Moonlight never slaps 
us, but lifts
a finger while we dream,
its poke
to mouth and ear,
we wake to ancient song
waves ashore, wish
our lips spoke light,
but hear
only cosmic mondegreen
even as more fingers lean
light, touch each other,
ray out
the moonlight a chef’s kiss
that we are excellent in being lit.

“the moonlight a chef’s kiss/ that we are excellent in being lit.” I hope you don’t mind. I had to do that. And I have to ask: Have we ever known that moonlight is a chef’s kiss? And have we ever known that sleeping lovers are excellent in being lit?
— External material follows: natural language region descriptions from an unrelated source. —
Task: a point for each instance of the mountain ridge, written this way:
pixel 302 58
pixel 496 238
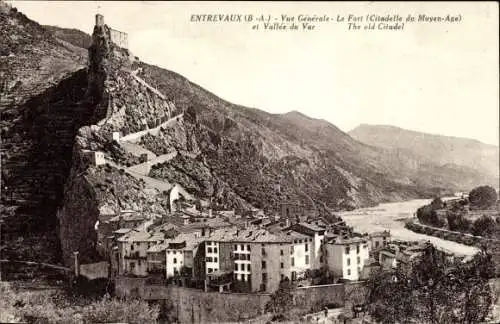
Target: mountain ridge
pixel 443 150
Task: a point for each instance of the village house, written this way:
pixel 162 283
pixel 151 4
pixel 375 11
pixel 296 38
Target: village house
pixel 346 255
pixel 316 235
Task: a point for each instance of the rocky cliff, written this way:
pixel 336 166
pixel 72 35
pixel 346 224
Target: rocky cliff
pixel 65 106
pixel 43 81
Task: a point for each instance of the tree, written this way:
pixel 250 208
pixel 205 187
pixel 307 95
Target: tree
pixel 281 300
pixel 434 290
pixel 483 197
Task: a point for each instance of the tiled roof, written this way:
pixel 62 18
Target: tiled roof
pixel 295 235
pixel 158 247
pixel 122 231
pixel 380 233
pixel 258 236
pixel 347 240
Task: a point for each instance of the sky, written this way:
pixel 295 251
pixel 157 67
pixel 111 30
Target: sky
pixel 439 78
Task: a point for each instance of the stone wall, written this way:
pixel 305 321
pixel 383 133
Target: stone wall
pixel 36 159
pixel 197 306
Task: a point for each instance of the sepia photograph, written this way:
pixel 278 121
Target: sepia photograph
pixel 249 162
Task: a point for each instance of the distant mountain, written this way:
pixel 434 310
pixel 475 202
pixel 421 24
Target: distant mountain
pixel 461 154
pixel 71 35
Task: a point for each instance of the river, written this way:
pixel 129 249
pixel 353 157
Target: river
pixel 390 216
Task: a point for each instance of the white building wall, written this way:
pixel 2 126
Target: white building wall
pixel 211 253
pixel 174 261
pixel 301 257
pixel 347 264
pixel 242 268
pixel 133 259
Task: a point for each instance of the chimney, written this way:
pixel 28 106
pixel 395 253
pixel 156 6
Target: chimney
pixel 77 264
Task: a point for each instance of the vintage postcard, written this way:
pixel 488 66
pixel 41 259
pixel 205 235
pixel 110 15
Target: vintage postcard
pixel 257 162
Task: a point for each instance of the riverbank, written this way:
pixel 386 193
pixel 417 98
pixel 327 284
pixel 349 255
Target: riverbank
pixel 388 216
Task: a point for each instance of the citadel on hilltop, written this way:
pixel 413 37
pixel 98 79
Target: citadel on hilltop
pixel 117 37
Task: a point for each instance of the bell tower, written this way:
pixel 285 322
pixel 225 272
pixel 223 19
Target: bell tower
pixel 99 20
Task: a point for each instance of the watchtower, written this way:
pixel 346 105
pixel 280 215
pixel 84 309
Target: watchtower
pixel 99 20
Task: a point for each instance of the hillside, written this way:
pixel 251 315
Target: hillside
pixel 70 103
pixel 461 154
Now we know, and we have David Giannini to thank. And please read the poem out loud, for it is a song.

And finally, here is “An Old Christian Monk Speaks While Walking with a Novitiate”:

And there are mornings His wound is spread
by sunlight its gash on the floor…
Best forget Buddha he’s just too far
beyond the lanterns of our faith…
But even so perching on that crucified scarecrow
crows keep laughing.

What delicious ambiguity! Spoken like a good old Buddhist monk!

William Carlos Williams once said that “if it ain’t a pleasure, it ain’t a poem.” I say if it ain’t a poem by David Giannini, it ain’t the genuine pleasure it ought to be. Do treat yourself to the pleasure of its pages.

About the reviewer: Professor Emeritus of English at SUNY Orange, J.R. Solonche has published poetry in more than 500 magazines, journals, and anthologies since the early 70s. He is the author of many books, most recently,  The Book of a Small Fisherman (Shanti Arts Publishing), The Dreams of the Gods (Kelsay Books), Alone (David Robert Books), and coauthor with his wife Joan I. Siegel of Peach Girl: Poems for a Chinese Daughter (Grayson Books).